29/07/2018

Aborto: la china scivolosa dell’America Latina

In America Latina, nello specifico in Argentina e in Cile, la discussione sull’aborto continua a tenere banco: l’avanzare dell’estate non pare infatti incidere, data l’importanza del tema in esame. È giusto depenalizzare l’aborto? Perché una donna dovrebbe essere “costretta” a portare a termine la gravidanza? Il bambino è un oggetto oppure un soggetto di diritti?

Vediamo quindi qual è la situazione.

Aborto: la situazione in Argentina

Da un lato abbiamo l’Argentina, dove l’8 agosto il Senato sarà chiamato a pronunciarsi circa l’approvazione definitiva della nuova legge che consentirebbe l’aborto fino alla 14esima settimana, dopo che la Camera ha già dato il suo parere – per quanto risicato – positivo.

In vista di questo importante voto, dunque, la chiesa argentina è tornata a far sentire la propria voce, all’insegna dello slogan «Tutta la vita vale». In una nota congiunta diramata dalle Commissioni episcopali per i laici e famiglia, Comunicazioni sociali, Liturgia e Pastorale della salute si legge: «Vogliamo assumerci le sfide della vita ferita e rinnovare la nostra scelta di custodirla, difenderla e servirla, cercando nuovi strumenti pastorali che esprimano l’impegno della Chiesa».

I fedeli vengono quindi inviati a digiunare e a pregare e si chiede anche a tutte le chiese di celebrare una Santa Messa per la vita e di promuovere l’adorazione eucaristica. Nel contempo, i prelati non escludono la possibilità – e quindi l’opportunità – di dare vita a manifestazioni pubbliche, come tante ce ne sono state in questi ultimi mesi: l’aborto è un omicidio la cui responsabilità ricade su tutta la società, quindi non è solamente una “questione privata”, come invece vorrebbero far credere i fautori della cultura della morte, nel nome di un’autodeterminazione che guarda solo alla donna, tralasciando completamente l’altro soggetto coinvolto, il bambino.
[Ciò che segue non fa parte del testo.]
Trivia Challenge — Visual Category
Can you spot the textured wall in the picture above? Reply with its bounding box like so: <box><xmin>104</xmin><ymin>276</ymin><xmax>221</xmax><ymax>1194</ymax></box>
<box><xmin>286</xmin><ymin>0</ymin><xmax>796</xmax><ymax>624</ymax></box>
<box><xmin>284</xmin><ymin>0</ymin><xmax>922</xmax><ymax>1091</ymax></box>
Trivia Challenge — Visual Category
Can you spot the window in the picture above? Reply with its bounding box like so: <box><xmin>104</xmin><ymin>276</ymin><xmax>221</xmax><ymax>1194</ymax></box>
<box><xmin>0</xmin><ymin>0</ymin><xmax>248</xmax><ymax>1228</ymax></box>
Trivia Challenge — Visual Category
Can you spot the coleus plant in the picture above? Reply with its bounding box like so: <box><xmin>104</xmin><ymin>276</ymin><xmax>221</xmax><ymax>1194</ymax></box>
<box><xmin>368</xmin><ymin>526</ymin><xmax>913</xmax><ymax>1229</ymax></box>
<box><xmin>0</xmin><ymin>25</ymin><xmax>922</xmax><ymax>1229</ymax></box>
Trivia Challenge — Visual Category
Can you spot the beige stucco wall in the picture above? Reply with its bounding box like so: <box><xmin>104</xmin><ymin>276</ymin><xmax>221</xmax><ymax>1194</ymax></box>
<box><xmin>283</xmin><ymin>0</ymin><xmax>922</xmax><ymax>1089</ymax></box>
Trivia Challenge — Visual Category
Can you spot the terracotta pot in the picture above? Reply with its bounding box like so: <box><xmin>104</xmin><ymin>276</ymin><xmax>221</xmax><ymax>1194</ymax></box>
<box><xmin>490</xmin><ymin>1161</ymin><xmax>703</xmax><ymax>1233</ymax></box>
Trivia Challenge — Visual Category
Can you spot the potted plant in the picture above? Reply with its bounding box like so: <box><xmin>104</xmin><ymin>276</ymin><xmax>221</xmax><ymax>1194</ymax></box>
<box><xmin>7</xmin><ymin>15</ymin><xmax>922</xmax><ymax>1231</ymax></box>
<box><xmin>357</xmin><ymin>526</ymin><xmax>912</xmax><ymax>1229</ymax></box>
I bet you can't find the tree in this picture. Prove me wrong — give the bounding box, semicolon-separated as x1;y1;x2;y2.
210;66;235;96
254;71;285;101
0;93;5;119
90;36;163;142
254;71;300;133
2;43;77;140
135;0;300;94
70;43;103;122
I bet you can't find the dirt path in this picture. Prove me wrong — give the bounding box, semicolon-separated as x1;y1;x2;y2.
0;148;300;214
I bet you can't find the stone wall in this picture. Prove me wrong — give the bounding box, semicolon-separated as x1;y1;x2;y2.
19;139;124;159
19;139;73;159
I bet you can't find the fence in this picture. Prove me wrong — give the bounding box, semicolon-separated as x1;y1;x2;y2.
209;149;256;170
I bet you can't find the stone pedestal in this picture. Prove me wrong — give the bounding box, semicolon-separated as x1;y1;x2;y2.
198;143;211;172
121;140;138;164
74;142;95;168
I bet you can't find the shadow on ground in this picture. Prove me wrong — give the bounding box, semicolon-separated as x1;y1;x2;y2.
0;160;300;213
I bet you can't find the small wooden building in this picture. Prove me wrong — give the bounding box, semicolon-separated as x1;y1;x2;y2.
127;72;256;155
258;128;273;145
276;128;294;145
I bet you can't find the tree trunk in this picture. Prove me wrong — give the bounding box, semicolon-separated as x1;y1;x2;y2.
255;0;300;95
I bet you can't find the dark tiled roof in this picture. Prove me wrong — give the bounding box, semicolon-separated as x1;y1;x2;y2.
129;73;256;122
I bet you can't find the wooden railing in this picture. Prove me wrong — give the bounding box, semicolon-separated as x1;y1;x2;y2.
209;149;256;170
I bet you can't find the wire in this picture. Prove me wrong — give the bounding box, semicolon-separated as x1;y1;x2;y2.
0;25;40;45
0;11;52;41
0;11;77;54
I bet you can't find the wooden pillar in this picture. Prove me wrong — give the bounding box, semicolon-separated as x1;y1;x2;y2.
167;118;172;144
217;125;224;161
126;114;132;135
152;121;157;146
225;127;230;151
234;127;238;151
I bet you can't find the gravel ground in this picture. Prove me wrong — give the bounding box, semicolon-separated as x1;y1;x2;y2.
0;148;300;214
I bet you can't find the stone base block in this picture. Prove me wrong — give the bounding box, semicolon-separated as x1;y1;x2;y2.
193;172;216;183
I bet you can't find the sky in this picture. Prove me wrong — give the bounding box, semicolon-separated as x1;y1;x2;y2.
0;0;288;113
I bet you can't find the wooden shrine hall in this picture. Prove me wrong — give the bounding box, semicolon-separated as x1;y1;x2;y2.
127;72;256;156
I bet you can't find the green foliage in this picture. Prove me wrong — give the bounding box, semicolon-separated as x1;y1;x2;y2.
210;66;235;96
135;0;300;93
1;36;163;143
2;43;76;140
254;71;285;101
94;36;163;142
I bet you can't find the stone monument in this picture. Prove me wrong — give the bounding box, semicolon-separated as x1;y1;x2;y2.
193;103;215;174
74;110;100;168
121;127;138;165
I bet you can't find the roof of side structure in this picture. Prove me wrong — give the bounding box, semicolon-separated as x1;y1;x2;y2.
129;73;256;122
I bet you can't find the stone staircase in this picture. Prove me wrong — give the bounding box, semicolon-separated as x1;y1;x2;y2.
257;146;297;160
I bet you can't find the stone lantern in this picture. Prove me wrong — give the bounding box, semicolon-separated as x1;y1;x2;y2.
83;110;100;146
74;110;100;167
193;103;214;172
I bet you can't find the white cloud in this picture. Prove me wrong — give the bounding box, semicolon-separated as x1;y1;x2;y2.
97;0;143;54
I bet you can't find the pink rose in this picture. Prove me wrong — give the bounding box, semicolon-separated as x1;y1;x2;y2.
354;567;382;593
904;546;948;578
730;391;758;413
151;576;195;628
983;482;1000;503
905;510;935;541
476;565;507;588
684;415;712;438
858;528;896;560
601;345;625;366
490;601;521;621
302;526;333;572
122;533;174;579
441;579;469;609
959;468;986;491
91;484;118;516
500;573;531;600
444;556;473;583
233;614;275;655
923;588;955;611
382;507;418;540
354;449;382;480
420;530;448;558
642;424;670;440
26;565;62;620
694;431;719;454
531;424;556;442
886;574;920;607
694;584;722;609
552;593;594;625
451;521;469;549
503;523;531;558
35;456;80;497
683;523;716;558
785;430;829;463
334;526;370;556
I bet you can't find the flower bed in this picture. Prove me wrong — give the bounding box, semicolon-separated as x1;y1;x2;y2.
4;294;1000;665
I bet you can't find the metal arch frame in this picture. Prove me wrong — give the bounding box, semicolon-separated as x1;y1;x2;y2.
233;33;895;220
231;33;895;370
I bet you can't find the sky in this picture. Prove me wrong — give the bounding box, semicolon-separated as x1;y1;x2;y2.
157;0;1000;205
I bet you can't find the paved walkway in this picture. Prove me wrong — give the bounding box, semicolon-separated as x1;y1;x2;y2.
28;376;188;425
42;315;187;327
Aborto: la situazione in Cile

Sull’onda di quanto sta avvenendo in Argentina, anche il Cile ha cominciato a interrogarsi circa una possibile depenalizzazione dell’aborto, che ad oggi – in virtù della decisione presa nel 1989, sotto Michelle Bachelet – è possibile solamente in tre casi: quando vi è un rischio di vita della madre, quando il bambino presenta delle malformazioni e in caso di stupro.

Questa situazione comporta – denunciano le femministe, appigliandosi ai soliti cliché triti e ritriti a ogni latitudine rispetto al ricorso all’aborto clandestino e al venir meno del diritto di autodeterminazione delle donne – che “solamente” il 3% delle donne possono accedere all’aborto «mentre il restante 97% delle donne ricorre ad aborti clandestini»

Per combattere questo statu quo, le femministe hanno quindi organizzato una manifestazione a Santiago del Cile, all’insegna del colore verde già usato dalle “compagne” argentine. Nel corso del corteo tre donne sono rimaste ferite in maniera lieve.

«Aborto libero», chiedono le femministe attraverso i loro striscioni, dicendo di essere dalla parte delle donne. Ignorano completamente il fatto che l’aborto ha importanti conseguenze sulla salute fisica e psicologica delle donne (firma qui la petizione di ProVita per una corretta informazione in tal senso) e che tra gli esseri umani abortiti ci sono anche delle piccole donne; nel contempo, così facendo negano in principio la vocazione femminile alla maternità, il che ha una portata enorme sui singoli e sulla collettività.

La speranza è che l’America Latina, di fronte a queste pressioni, sappia ascoltarsi e tenere alta la propria identità di popolo radicato nel valore della vita. Non è facile, certo, ma non è impossibile.